I actually made these a few months ago the same night I made the Prosciutto-Stuffed Burgers – I was experimenting and these came out so good, I decided to stock them away in my “Secret Stash” for the book. But I guess it’s good to post now since these will be great for summer, especially on the grill.
As I mentioned with the Prosciutto-Stuffed Burgers, make sure you use large burgers and seal them well so little, if any, cheese leaks out. Also, if you do plan to grill these, I recommend using the top rack and putting foil below in the event the cheese does ooze out. Of course, if you’re dairy-free simply omit the cheese!
What you need:
For the burgers
- 1.5 lb ground beef
- 1 tbsp Dijon mustard
- 1 splash GF Worcestershire sauce
- 1 tbsp GF BBQ sauce
- 8 slices ham
- 4 slices Swiss cheese
For the Chutney
- 1 c. crushed pineapple
- ½ c. mandarin oranges
- 1 tbsp tamari
- 1 tbsp BBQ sauce
What you do:
- Mix the meat with the mustard, Worcestershire and BBQ sauce.

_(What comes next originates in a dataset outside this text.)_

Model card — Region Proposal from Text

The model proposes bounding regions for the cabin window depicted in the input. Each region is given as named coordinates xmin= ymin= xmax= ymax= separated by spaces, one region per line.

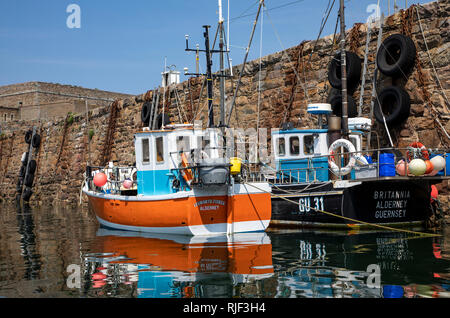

- Take some meat, form patty, stuff with two slices ham, one slice swiss. It works best if you wrap the ham around the cheese; this helps it from oozing out.
- Cover with more meat and form a patty. Burgers will be large
- Brown in cast iron skillet (optional)
- Bake at 400 for 20 minutes or grill until temp reaches 165. If you grill, you may want to do so on foil so any cheese doesn’t leak into the coals.